Os judeus em geral – e os fariseus de modo “profissional” – falavam destes acontecimentos de uma maneira muito simples: se isso lhes aconteceu, certamente não foi por acaso! Interpretavam todos estes acontecimentos como castigos justiceiros por parte de Deus aplicados aos pecadores. Ai como isto ainda nos é tão próximo: “Mas o que é que eu fiz para merecer isto?!”… “Com tanta gente má no mundo, Deus vai logo mandar isto a uma pessoa tão boa!”… Ainda temos que nos libertar de muitas ideias erradas de Deus e do Seu modo de estar presente na nossa história.
Quando foram contar estas duas desgraças a Jesus, ele desmontou esta lógica: “Pensais que aqueles eram mais pecadores que os outros? Eu digo-vos que não!” O Evangelho de Jesus “liberta Deus” desta Lei da Retribuição segundo a qual há uma relação de causa-efeito entre pecado e desgraça.

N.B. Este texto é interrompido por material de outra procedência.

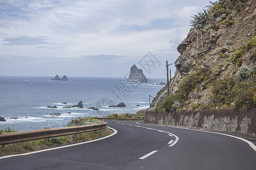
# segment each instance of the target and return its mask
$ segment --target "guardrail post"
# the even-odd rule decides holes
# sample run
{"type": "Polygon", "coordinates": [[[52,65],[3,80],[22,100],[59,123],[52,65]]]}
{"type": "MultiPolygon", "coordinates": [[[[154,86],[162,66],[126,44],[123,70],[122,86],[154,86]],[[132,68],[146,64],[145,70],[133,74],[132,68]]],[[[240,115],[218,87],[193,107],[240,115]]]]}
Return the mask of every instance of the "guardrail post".
{"type": "MultiPolygon", "coordinates": [[[[49,128],[44,128],[44,129],[49,129],[49,128]]],[[[44,141],[46,141],[46,143],[49,143],[49,138],[44,138],[44,141]]]]}
{"type": "Polygon", "coordinates": [[[73,142],[77,141],[77,134],[74,134],[73,135],[73,142]]]}

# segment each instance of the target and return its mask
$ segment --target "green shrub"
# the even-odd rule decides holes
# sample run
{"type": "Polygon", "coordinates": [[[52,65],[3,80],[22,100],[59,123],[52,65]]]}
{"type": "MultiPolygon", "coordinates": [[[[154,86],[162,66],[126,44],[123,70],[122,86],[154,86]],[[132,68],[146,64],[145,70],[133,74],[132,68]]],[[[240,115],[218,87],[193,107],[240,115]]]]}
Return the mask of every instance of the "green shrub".
{"type": "Polygon", "coordinates": [[[239,46],[234,53],[232,58],[233,63],[240,67],[242,65],[242,58],[251,48],[256,46],[256,36],[254,36],[243,45],[239,46]]]}
{"type": "Polygon", "coordinates": [[[67,124],[67,126],[89,125],[92,124],[102,124],[102,121],[94,118],[94,117],[79,117],[75,119],[72,119],[67,124]]]}
{"type": "Polygon", "coordinates": [[[246,80],[249,78],[249,73],[251,71],[251,69],[247,66],[240,67],[235,75],[237,81],[242,82],[246,80]]]}
{"type": "Polygon", "coordinates": [[[176,97],[174,95],[170,95],[166,99],[164,99],[164,102],[163,103],[163,107],[166,111],[172,111],[173,105],[176,100],[176,97]]]}
{"type": "Polygon", "coordinates": [[[256,84],[250,80],[237,83],[234,87],[236,95],[234,103],[238,108],[253,108],[255,107],[256,84]]]}
{"type": "Polygon", "coordinates": [[[1,129],[0,130],[0,134],[2,133],[11,133],[11,132],[15,132],[16,131],[11,130],[10,127],[7,127],[5,128],[5,129],[1,129]]]}
{"type": "Polygon", "coordinates": [[[162,104],[163,102],[164,101],[164,98],[167,95],[167,90],[166,90],[160,95],[159,97],[158,97],[158,100],[155,102],[155,106],[160,105],[161,104],[162,104]]]}
{"type": "Polygon", "coordinates": [[[63,143],[59,138],[50,138],[49,142],[52,144],[61,144],[63,143]]]}
{"type": "Polygon", "coordinates": [[[216,80],[213,83],[212,98],[211,103],[213,107],[221,107],[230,104],[234,101],[234,94],[232,91],[235,85],[235,80],[232,77],[216,80]]]}
{"type": "Polygon", "coordinates": [[[109,117],[119,117],[119,115],[118,115],[118,114],[114,113],[111,115],[109,115],[109,117]]]}
{"type": "Polygon", "coordinates": [[[205,73],[199,71],[190,74],[180,81],[177,100],[181,103],[187,100],[189,93],[204,79],[205,75],[205,73]]]}

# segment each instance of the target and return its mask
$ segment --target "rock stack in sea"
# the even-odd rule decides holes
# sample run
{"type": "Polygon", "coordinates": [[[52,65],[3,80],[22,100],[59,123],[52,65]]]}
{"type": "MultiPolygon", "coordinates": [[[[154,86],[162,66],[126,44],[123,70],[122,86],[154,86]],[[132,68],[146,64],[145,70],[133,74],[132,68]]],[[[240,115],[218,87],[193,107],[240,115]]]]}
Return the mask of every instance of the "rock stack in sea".
{"type": "Polygon", "coordinates": [[[118,105],[109,105],[109,107],[110,107],[110,108],[112,108],[112,107],[123,108],[123,107],[126,107],[126,105],[123,102],[119,103],[118,105]]]}
{"type": "Polygon", "coordinates": [[[82,101],[80,101],[79,102],[79,103],[77,105],[74,105],[72,107],[63,107],[63,108],[83,108],[83,105],[82,105],[82,101]]]}
{"type": "Polygon", "coordinates": [[[63,75],[63,77],[62,78],[61,80],[63,80],[63,81],[68,81],[68,79],[67,77],[67,76],[64,75],[63,75]]]}
{"type": "Polygon", "coordinates": [[[61,81],[68,81],[68,77],[66,75],[63,75],[62,79],[60,79],[59,75],[56,75],[55,77],[53,79],[51,79],[51,80],[61,80],[61,81]]]}
{"type": "Polygon", "coordinates": [[[138,69],[135,65],[133,65],[131,67],[127,82],[152,83],[153,82],[146,78],[142,69],[138,69]]]}

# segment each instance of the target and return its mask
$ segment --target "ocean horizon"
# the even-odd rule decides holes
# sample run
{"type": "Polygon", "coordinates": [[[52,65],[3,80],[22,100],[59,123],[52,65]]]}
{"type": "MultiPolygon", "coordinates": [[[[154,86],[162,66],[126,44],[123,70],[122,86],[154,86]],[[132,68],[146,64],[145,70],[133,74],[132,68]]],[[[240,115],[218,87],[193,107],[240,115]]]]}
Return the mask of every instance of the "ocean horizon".
{"type": "Polygon", "coordinates": [[[0,116],[6,120],[0,122],[0,129],[9,127],[19,131],[60,128],[78,117],[135,114],[148,108],[148,96],[155,96],[163,87],[155,83],[128,83],[125,78],[68,76],[68,81],[51,80],[53,78],[0,76],[0,116]],[[84,108],[64,108],[80,101],[84,108]],[[127,107],[108,107],[121,102],[127,107]],[[92,107],[100,110],[87,109],[92,107]],[[51,116],[55,113],[60,116],[51,116]]]}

Depois disto, Jesus utiliza estes acontecimentos não para se voltar contra Pilatos pela morte dos galileus, nem para se voltar contra Deus pelos que morreram debaixo da torre, mas como apelos de conversão. Se os judeus associavam estes acontecimentos ao pecado, então era bom que aprendessem a reconhecer neles o seu próprio pecado e assim fizessem escolhas de conversão.
A verdadeira relação entre pecado e desgraça é aquela pela qual as relações marcadas pelo pecado se tornam veículo de morte para os irmãos. O pecado é a escolha do egoísmo. O egoísmo gera o impulso de protecção e defesa que faz uso da violência… Esta é a lógica do pecado que conduz à morte.
Na segunda parte do evangelho, Jesus fala aos discípulos sobre a infidelidade do Povo de Israel com uma parábola. A “figueira” é símbolo bíblico da Esperança Messiânica; a “vinha” é símbolo bíblico do Povo de Deus: “Certo homem tinha uma Figueira plantada no meio da sua Vinha… que só dava folhas e não frutos…
Não é uma imagem nada difícil de entender, pois não?! Também nós sabemos bem o que é dar “muita parra e pouca uva”… Quem dera que não soubéssemos!

3. É nesta seriedade de dar “muita parra e pouca uva” que o Apóstolo Paulo escreve aos cristãos de Corinto. Parece que tinham adormecido na Fé e julgavam viver segundo o Evangelho de Jesus porque celebravam o baptismo e a Eucaristia! Que ilusão…
Por isso Paulo diz que também no Antigo Testamento todos “receberam o baptismo de Moisés, todos comeram do mesmo alimento espiritual e beberam do mesmo alimento espiritual... e, no entanto, não agradaram a Deus!
É um apelo que o Apóstolo nos faz hoje a nós, que celebramos tão repetidamente os Sacramentos: “Por baixo de tanta folha bonita, por baixo de tão frondosas ramadas, será que há assim tantos figos para colher?...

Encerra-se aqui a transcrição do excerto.